The senior, who went 61-1 this season, is the HSGameTime Girls Tennis Player of the Year for the second straight year
This story appeared in The Press Enterprise on 12/25/2012 by Richard Dawson.
Jasmine Almaguer capped off her stellar high school career with an exceptional senior season for Riverside North to become a back-to-back HSGameTime Girls Tennis Player of the Year.
The performance Almaguer put on during her junior season made for a tough act to follow. However, Almaguer did just that in 2012, going undefeated in the Inland Valley League and the playoffs to lead the Huskies team to their first CIF-SS Division 5 finals appearance. She also reached the quarterfinals in the CIF-SS individual championships to finish the season 61-1.
Almaguer’s lone loss came in the individual championships, a hard-fought 6-7 (5), 7-6 (3), 10-7 defeat. There were only two matches during the season in which Almaguer lost more than two points to opposing players, and there was also a stretch of six straight sets where she did not lose a single point.
Bringing such an elite effort all year can be attributed to improvements made in the offseason.
“The most notable one was my serve,” said Almaguer. “Even when I came back and started practicing this year, coach said my serve looked better. My service games that were weaknesses last year became my strength this year.”
Despite the fact that both Almaguer’s team and individual seasons ended in a loss, the overall journey with her teammates is something that has meant more than any awards or titles.

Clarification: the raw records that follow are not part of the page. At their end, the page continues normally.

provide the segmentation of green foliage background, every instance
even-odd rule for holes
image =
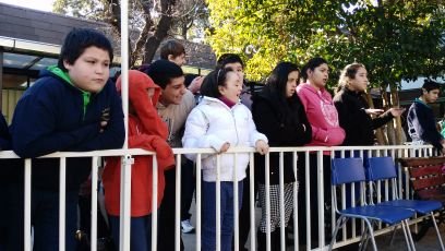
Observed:
[[[366,65],[374,86],[444,73],[442,1],[207,0],[207,41],[236,52],[248,79],[264,80],[279,61],[329,61],[336,85],[348,63]],[[252,49],[253,48],[253,49]]]

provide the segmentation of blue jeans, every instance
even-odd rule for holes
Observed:
[[[15,186],[11,190],[15,200],[11,201],[11,226],[9,226],[9,243],[7,250],[23,250],[23,187]],[[74,239],[77,229],[77,191],[65,194],[65,250],[74,251]],[[34,227],[33,251],[59,250],[59,192],[33,189],[32,191],[32,225]],[[29,229],[31,234],[31,229]]]
[[[119,216],[109,216],[111,225],[111,236],[119,250]],[[132,251],[152,250],[152,215],[142,217],[131,217],[130,249]]]
[[[243,182],[238,181],[238,210],[242,202]],[[203,181],[202,250],[216,250],[216,182]],[[220,182],[221,251],[231,251],[233,236],[233,182]]]

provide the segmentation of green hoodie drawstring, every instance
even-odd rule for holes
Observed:
[[[88,104],[91,101],[92,94],[89,92],[85,92],[83,89],[77,88],[73,84],[73,82],[71,82],[71,79],[70,79],[70,75],[68,74],[68,72],[62,71],[62,69],[58,68],[57,65],[48,67],[47,70],[50,71],[51,73],[56,74],[57,76],[61,77],[62,80],[64,80],[65,83],[70,84],[74,88],[81,91],[82,100],[83,100],[83,119],[85,119],[86,107],[88,106]]]

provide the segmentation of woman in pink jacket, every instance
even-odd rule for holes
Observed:
[[[312,127],[312,141],[308,146],[335,146],[340,145],[345,139],[345,131],[338,122],[338,113],[330,94],[325,86],[329,79],[329,67],[323,58],[313,58],[308,61],[301,71],[304,83],[297,87],[298,96],[304,106],[309,123]],[[325,201],[325,239],[330,240],[330,156],[329,152],[323,155],[323,183]],[[317,158],[316,153],[310,154],[310,198],[311,198],[311,239],[312,243],[318,242],[318,210],[317,198]],[[305,223],[305,168],[301,165],[298,169],[299,217],[300,223]],[[326,224],[327,223],[327,224]],[[300,243],[305,243],[304,228],[300,231]],[[315,246],[316,247],[316,246]]]

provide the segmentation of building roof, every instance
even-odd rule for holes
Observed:
[[[112,28],[107,23],[0,3],[0,51],[3,51],[4,72],[37,76],[40,69],[57,63],[63,39],[73,27],[103,31],[112,40],[115,62],[120,62],[120,41],[111,35]],[[214,68],[216,56],[209,46],[181,43],[189,56],[188,65]]]

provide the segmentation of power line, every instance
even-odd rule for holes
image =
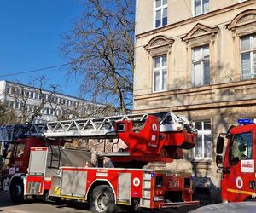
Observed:
[[[39,69],[36,69],[36,70],[24,71],[24,72],[15,72],[15,73],[10,73],[10,74],[1,75],[0,78],[2,78],[2,77],[8,77],[8,76],[15,76],[15,75],[20,75],[20,74],[26,74],[26,73],[31,73],[31,72],[39,72],[39,71],[44,71],[44,70],[49,70],[49,69],[53,69],[53,68],[58,68],[58,67],[61,67],[61,66],[66,66],[67,65],[70,65],[70,63],[55,65],[55,66],[48,66],[48,67],[39,68]]]

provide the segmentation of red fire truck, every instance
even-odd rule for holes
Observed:
[[[104,150],[101,156],[115,167],[96,168],[87,166],[90,154],[83,151],[31,147],[21,184],[13,182],[13,176],[8,181],[14,202],[38,196],[72,199],[89,202],[92,212],[115,212],[120,205],[158,209],[199,204],[192,201],[189,172],[143,167],[149,162],[172,162],[182,157],[182,149],[194,147],[193,126],[172,112],[51,122],[42,132],[61,141],[118,138],[127,148]]]
[[[229,202],[252,201],[256,198],[256,124],[250,119],[240,119],[238,123],[240,125],[220,134],[217,141],[216,163],[223,171],[222,199]],[[228,139],[224,161],[222,135]]]

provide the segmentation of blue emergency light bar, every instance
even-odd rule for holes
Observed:
[[[255,124],[252,119],[238,119],[237,121],[240,124],[247,125],[247,124]]]

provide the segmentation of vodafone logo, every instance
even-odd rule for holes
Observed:
[[[141,184],[141,181],[138,177],[136,177],[133,179],[132,183],[133,183],[134,187],[138,187]]]
[[[242,186],[243,186],[243,181],[242,181],[242,179],[241,179],[240,176],[238,176],[238,177],[236,178],[236,187],[237,187],[238,189],[241,189],[241,188],[242,188]]]
[[[153,130],[153,131],[157,131],[157,124],[155,124],[155,123],[154,123],[153,124],[152,124],[152,130]]]

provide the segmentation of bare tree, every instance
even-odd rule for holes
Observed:
[[[70,73],[84,77],[81,91],[94,101],[117,102],[126,113],[132,102],[135,1],[89,0],[84,6],[61,50]]]

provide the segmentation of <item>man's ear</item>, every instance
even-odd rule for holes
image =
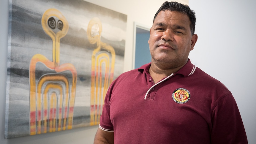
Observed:
[[[194,34],[192,35],[192,37],[191,38],[191,46],[190,48],[190,50],[192,50],[194,49],[194,47],[195,45],[195,43],[196,41],[197,41],[197,34]]]
[[[150,35],[151,34],[151,29],[152,29],[152,28],[150,28],[150,30],[149,30],[149,39],[150,39]],[[149,39],[148,39],[148,43],[149,44]]]

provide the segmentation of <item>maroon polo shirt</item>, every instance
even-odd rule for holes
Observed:
[[[111,85],[99,127],[117,144],[246,144],[236,101],[221,83],[192,64],[154,84],[150,63]]]

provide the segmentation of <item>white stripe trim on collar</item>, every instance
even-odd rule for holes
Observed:
[[[190,72],[190,73],[188,75],[188,76],[189,76],[189,75],[194,73],[194,72],[195,70],[195,69],[196,69],[196,67],[195,66],[195,65],[194,65],[194,64],[193,64],[193,69],[192,69],[192,71],[191,71],[191,72]]]
[[[166,79],[167,79],[167,78],[168,78],[169,77],[172,76],[174,74],[173,73],[171,74],[171,75],[169,75],[169,76],[168,76],[168,77],[165,77],[165,78],[163,80],[161,80],[160,81],[158,82],[157,82],[157,83],[156,83],[154,85],[153,85],[149,89],[148,89],[148,91],[147,92],[147,93],[146,93],[146,95],[145,95],[145,97],[144,97],[144,99],[146,99],[146,98],[147,98],[147,96],[148,95],[148,93],[149,92],[149,91],[150,91],[150,90],[151,90],[151,88],[152,88],[154,87],[154,86],[157,85],[159,84],[159,83],[162,83],[162,82],[164,81],[165,80],[166,80]]]

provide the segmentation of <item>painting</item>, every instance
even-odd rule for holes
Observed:
[[[99,124],[123,72],[127,15],[82,0],[10,0],[5,138]]]

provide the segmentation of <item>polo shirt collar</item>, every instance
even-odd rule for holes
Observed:
[[[145,69],[147,72],[148,72],[149,67],[151,65],[151,62],[144,64],[140,67],[138,69],[138,71],[139,72],[143,72]],[[196,68],[196,67],[191,63],[190,59],[189,58],[187,64],[174,74],[175,75],[180,74],[182,75],[184,77],[187,77],[194,73]]]

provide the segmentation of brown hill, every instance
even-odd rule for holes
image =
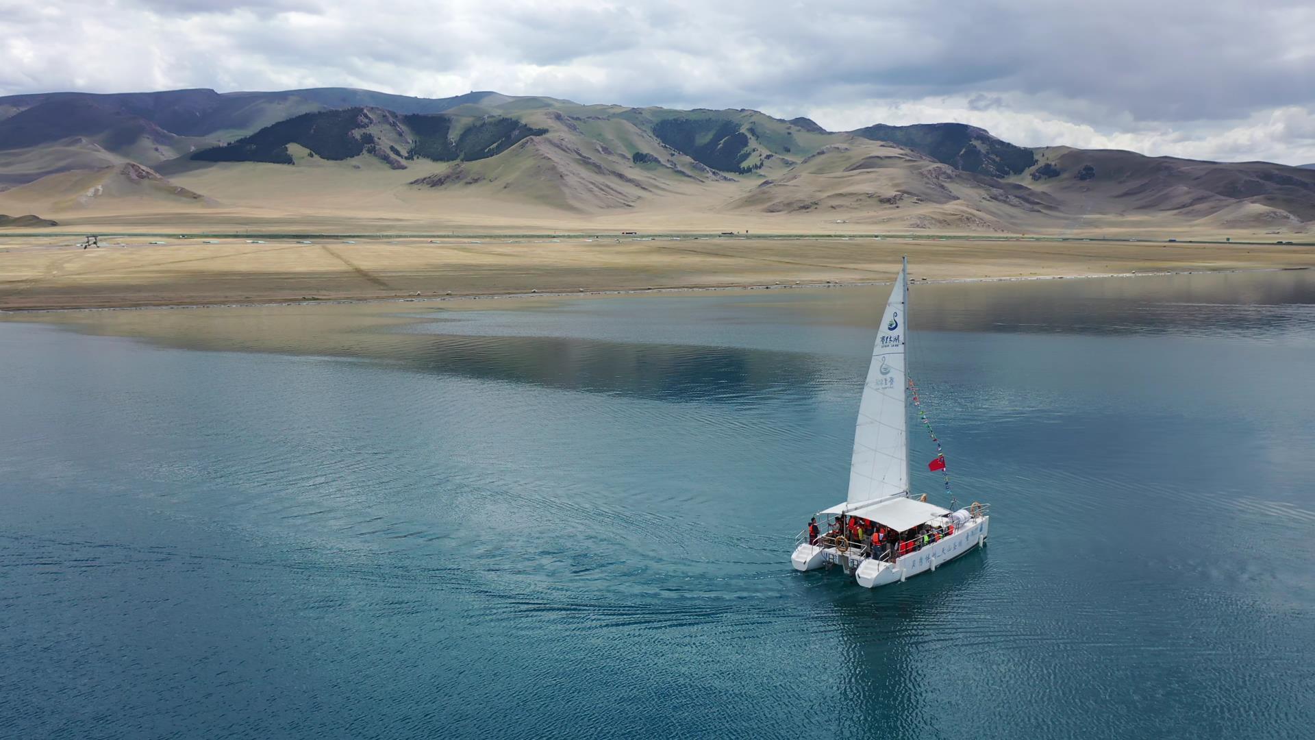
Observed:
[[[28,213],[26,216],[5,216],[0,213],[0,228],[45,228],[45,226],[58,226],[58,221],[51,221],[50,219],[42,219],[41,216],[33,216]]]
[[[1315,221],[1315,171],[1301,167],[1112,149],[1049,147],[1038,154],[1039,163],[1018,182],[1053,196],[1069,212],[1210,219],[1239,226]]]
[[[0,205],[39,204],[54,213],[192,209],[212,205],[154,170],[129,162],[96,170],[70,170],[0,192]]]
[[[730,219],[781,230],[1002,233],[1301,232],[1315,223],[1310,169],[1026,149],[963,124],[830,133],[750,109],[496,92],[0,97],[5,187],[9,212],[195,209],[242,223],[533,215],[540,224]]]

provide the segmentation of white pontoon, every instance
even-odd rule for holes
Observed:
[[[849,495],[818,512],[815,535],[811,528],[803,529],[790,556],[796,570],[839,565],[860,586],[872,589],[935,570],[986,544],[990,524],[986,504],[974,502],[951,511],[927,503],[926,495],[917,499],[910,495],[907,394],[913,383],[905,369],[907,296],[905,258],[881,319],[859,404]],[[936,462],[944,467],[943,457]],[[874,529],[881,532],[880,541],[872,539]]]

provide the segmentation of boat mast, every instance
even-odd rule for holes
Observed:
[[[903,345],[905,350],[905,387],[901,388],[905,392],[905,495],[913,498],[913,475],[909,474],[909,361],[913,359],[909,356],[909,255],[903,258],[903,270],[899,270],[899,275],[903,278],[903,292],[899,308],[905,313],[905,330],[899,334],[899,344]]]

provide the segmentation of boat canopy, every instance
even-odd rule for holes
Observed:
[[[832,506],[826,511],[819,511],[818,514],[844,514],[846,516],[859,516],[863,519],[871,519],[872,521],[889,527],[896,532],[905,532],[918,527],[919,524],[926,524],[938,516],[945,516],[949,514],[949,510],[917,499],[910,499],[907,496],[896,496],[893,499],[860,503],[857,506],[842,503]]]

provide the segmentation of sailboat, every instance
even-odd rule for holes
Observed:
[[[853,432],[849,494],[819,511],[790,556],[796,570],[839,565],[860,586],[903,582],[986,544],[989,506],[952,511],[913,496],[909,474],[909,258],[890,290]],[[919,416],[922,413],[919,412]],[[928,427],[930,428],[930,427]],[[935,438],[935,437],[934,437]],[[936,441],[940,449],[939,440]],[[944,456],[928,465],[944,470]],[[948,490],[948,477],[947,477]],[[953,507],[953,503],[951,503]]]

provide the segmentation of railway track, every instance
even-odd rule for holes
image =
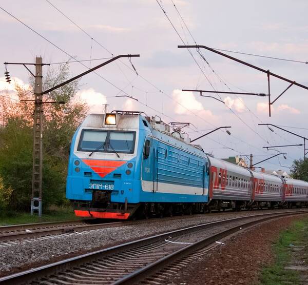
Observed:
[[[0,278],[0,283],[135,284],[175,260],[242,229],[272,219],[307,213],[306,210],[281,211],[189,227],[6,276]],[[159,277],[156,280],[159,283]]]
[[[211,215],[221,215],[225,216],[226,215],[228,215],[229,213],[232,214],[234,212],[218,212],[207,214],[206,215],[207,216],[210,216]],[[149,219],[139,220],[104,222],[99,223],[93,223],[93,220],[83,220],[81,221],[46,222],[0,226],[0,248],[1,247],[9,246],[15,244],[16,242],[33,238],[50,237],[56,235],[69,235],[74,233],[80,233],[85,231],[155,222],[157,221],[164,220],[164,219],[166,219],[172,221],[198,217],[198,216],[203,217],[204,214],[188,215],[165,218],[152,218]]]

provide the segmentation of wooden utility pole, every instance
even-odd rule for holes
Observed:
[[[43,179],[43,76],[42,57],[35,59],[35,86],[33,113],[33,160],[31,214],[35,211],[42,216]]]
[[[33,113],[33,160],[32,167],[32,195],[31,199],[31,214],[33,215],[34,211],[37,211],[38,216],[42,216],[42,190],[43,180],[43,106],[45,104],[65,104],[64,101],[43,101],[43,95],[47,94],[57,88],[74,81],[84,75],[92,72],[103,66],[116,60],[121,57],[128,57],[130,61],[131,57],[139,57],[139,54],[121,54],[114,56],[80,74],[76,75],[64,82],[60,83],[52,88],[43,91],[43,66],[50,65],[50,64],[42,63],[42,57],[36,57],[35,63],[4,63],[6,67],[6,77],[7,82],[9,83],[11,81],[9,78],[9,73],[7,70],[8,65],[23,65],[27,70],[35,78],[35,86],[34,87],[34,100],[22,100],[21,101],[34,101],[34,112]],[[35,67],[35,73],[34,74],[32,71],[26,66],[27,65],[34,65]],[[105,104],[105,111],[107,111],[107,104]]]

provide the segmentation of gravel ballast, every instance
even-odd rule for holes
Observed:
[[[257,285],[260,270],[273,260],[272,245],[280,231],[303,216],[279,218],[243,231],[228,239],[226,245],[191,262],[166,284]]]
[[[164,218],[136,225],[93,230],[70,234],[16,241],[7,247],[0,246],[0,276],[5,276],[32,267],[69,257],[186,227],[279,210],[217,213],[197,215],[183,219]],[[0,244],[0,246],[1,245]]]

“At the beginning of the year I would have thought it would be great if I finished senior year with us winning CIF,” said Almaguer. “When it came down to the finals and we lost (to Carpinteria), it didn’t matter to me anymore. I was more upset, and I even sent a text to coach that night, I was sad that was going to be the last time that we were going to play as a team together.”
Almaguer will be moving on to college and has committed to play for the UC Riverside women’s tennis team under coach Mark Henry in 2013.
“When she gets to college, her game is going to explode,” said North coach Nick Mateljian. “Jasmine has so much potential. She will get to enjoy the team concept again at a much higher level. She will play good players day in day out, that play tennis year round. That is something she doesn’t get at the high school level.”
Stepping up in competition will bring its share of challenges, but Almaguer believes her non-physical tools will prove to be an advantage moving forward.
“What will keep me going is my mental game,” said Almaguer. “A lot of people don’t consider that tennis is such a mental game. Mentality has always been such a strong suit of my game and I think that will carry me through in college tennis.”